Paradoja civilizatoria
Existen preguntas que tal vez nunca quisiéramos hacernos. Preguntas que comprometen nuestra estabilidad existencial en una sociedad fundada en mitos de algodón.
En ninguna etapa previa de la vida humana habíamos tenido tanta ciencia, tanta tecnología, tanta producción y tanta egolatría sustentada en los alcances del poder de la razón. Es firme aún la certidumbre de que frente a las más grandes adversidades siempre habrá o se creará una alternativa que las resuelva para que nuestras vidas continúen.
Hemos rebasado los límites naturales que se le imponían a nuestra especie para crecer demográficamente, para expandirse a casi toda la geografía y escalar sus esperanzas de vida. Estos hechos han fortalecido la creencia en una civilización indómita y lanzada hacia un futuro cierto e infinito.
Sin embargo, este crecimiento que se quiere percibir como progresivo, no ha venido acompañado de una evolución social en la que la moralidad y la espiritualidad constituyan lazos de cohesión para garantizar la paz, para establecer una relación ética con la naturaleza, o para realizar el sueño de la
igualdad y la fraternidad entre humanos.
El rasgo más destacable de la sociedad moderna es el hiper consumo. De él se derivan los valores que le dan sentido a la vida actual. El ciudadano reconocido es el que consume y vive produciendo para el consumo más allá de la saciedad y la necesidad vital.
El sueño del productivismo y del consumismo de nuestras economías es lograr que los 8 mil millones de humanos alcancen una cuota dinámica de consumo. El problema es que no se ha considerado el pequeño detalle de que el mundo del que provienen los insumos para sustentar este vertiginoso crecimiento es finito, es decir, que terminará por agotarse.
En ese sentido, sin que queramos percatarnos, estamos caminando hacia una paradoja que ya comienza a anunciar su gravedad. Por un lado, tenemos la ruta del productivismo cuyo complemento inseparable, el consumo, ha generado un estilo de vida ético, político y económico, que es el estilo moderno de la civilización, que si se llegara a paralizar colapsaría las estructuras de poder y creencias que se han instituido. Del otro lado, tenemos la ruta del agotamiento de lo que vanidosamente hemos llamado recursos naturales y el deterioro planetario de los ecosistemas en los que vivimos y que hemos despreciado como si hubiéramos superado nuestra condición biológica.
Hasta ahora la ciencia y la tecnología han salvado a la humanidad de una crisis absoluta por hambre y enfermedad. Mayor productividad de la tierra para más alimentos, respuesta más rápida para contener y derrotar pandemias. Mejor calidad de vida con nuevos medicamentos. Pero, a la vez, incapacidad para
generar mejores gobiernos que resuelven con eficacia la gobernabilidad, la paz mundial, la justicia y la fraternidad entre pueblos.
Si ponemos en una balanza lo que nos queda de naturaleza y lo que se está consumiendo, a simple vista, la percepción es de espanto.

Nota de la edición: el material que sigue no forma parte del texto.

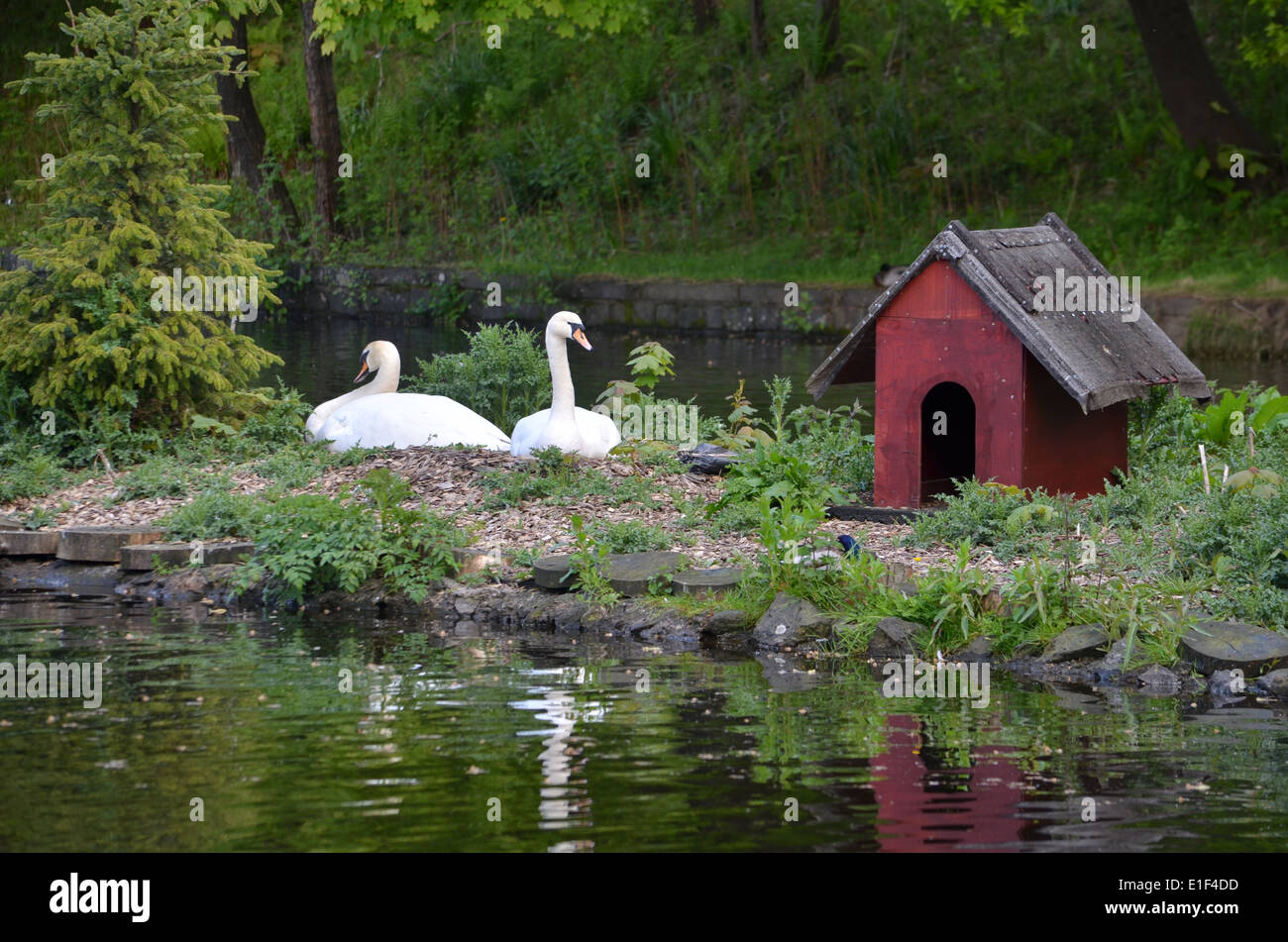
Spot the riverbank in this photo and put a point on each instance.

La finitud de los recursos no está demasiado lejos, como tampoco está lejano el paisaje de un planeta dañado que anuncia una vida penosa para todas las especies.

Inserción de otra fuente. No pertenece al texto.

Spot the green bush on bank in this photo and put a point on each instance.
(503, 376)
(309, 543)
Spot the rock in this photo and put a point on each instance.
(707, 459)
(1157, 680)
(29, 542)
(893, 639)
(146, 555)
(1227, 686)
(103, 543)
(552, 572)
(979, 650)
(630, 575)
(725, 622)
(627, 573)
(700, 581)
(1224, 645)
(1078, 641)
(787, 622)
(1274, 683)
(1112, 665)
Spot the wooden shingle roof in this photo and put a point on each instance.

La paradoja pone en evidencia la ausencia de una política civilizatoria fundada en los equilibrios y en la armonía. Seguimos tomando de la naturaleza cantidades superiores a la capacidad de regeneración que ella tiene y también superiores a las capacidades científicas y técnicas para regenerar.
Seguimos a pie juntillas la máxima del pensador Francis Bacon de que a la naturaleza hay que dominarla para apropiárnosla, 400 años después no hemos recapacitado en que el estado de la naturaleza determina la vida de nuestra especie y que el valor máximo del progreso debió haber sido el respeto a ella.

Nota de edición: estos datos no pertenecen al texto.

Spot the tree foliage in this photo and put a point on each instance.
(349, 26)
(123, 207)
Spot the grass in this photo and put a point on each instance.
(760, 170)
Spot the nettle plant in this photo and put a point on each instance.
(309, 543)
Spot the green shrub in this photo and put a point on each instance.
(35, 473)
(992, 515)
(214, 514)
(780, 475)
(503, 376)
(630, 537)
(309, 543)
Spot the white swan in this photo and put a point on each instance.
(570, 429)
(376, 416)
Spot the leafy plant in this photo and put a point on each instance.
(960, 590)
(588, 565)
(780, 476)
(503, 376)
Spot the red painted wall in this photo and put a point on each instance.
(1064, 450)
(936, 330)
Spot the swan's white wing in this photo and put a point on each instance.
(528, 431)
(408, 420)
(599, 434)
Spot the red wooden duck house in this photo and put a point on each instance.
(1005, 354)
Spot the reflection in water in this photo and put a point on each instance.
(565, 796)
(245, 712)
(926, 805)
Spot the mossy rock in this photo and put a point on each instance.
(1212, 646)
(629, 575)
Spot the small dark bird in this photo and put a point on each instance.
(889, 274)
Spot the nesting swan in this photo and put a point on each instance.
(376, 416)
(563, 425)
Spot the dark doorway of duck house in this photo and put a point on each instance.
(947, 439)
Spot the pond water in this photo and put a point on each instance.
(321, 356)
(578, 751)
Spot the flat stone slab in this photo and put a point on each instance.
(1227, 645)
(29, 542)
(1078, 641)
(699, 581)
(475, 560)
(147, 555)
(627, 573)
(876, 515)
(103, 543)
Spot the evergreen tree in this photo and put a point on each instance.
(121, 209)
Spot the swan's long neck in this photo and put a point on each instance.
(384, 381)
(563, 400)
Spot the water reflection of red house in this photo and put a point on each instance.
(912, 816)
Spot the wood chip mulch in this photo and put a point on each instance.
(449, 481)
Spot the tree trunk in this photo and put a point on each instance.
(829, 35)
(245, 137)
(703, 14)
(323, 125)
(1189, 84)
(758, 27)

La paradoja se agudizará a niveles extremos en los próximos años porque la dinámica económica y el sistema de hiperconsumo que la determina no abandonarán los elevados niveles de rentabilidad y porque las tibias acciones de la economía denominada verde apenas gatea frente a un robusto productivismo de pies fuertes y ágiles. Pero, además, porque las élites gobernantes obtienen su
poder en gran medida de su colaboración con ese modo de producir y consumir.
Lo que sí veremos, y que ya se está viendo, es la toma de decisiones de política ambiental coyuntural pero superficial para enfrentar las crisis que brotan aquí y allá, derivadas de problemáticas como el cambio climático, la escases de agua, la pérdida de áreas forestales, la contaminación de aguas y aire o la extinción acelerada de especies.
Para evitar que la paradoja nos reviente en las manos a todos, y tengamos de plano una crisis civilizatoria, es preciso que las acciones coyunturales dejen de serlo para que en su lugar se adopten políticas globales y locales que se anticipen a las tendencias que ya se dibujan en esta paradoja. Para lograrlo se necesita una sociedad bien informada y con conciencia de esa realidad que exija a los gobiernos la toma de medidas ahora.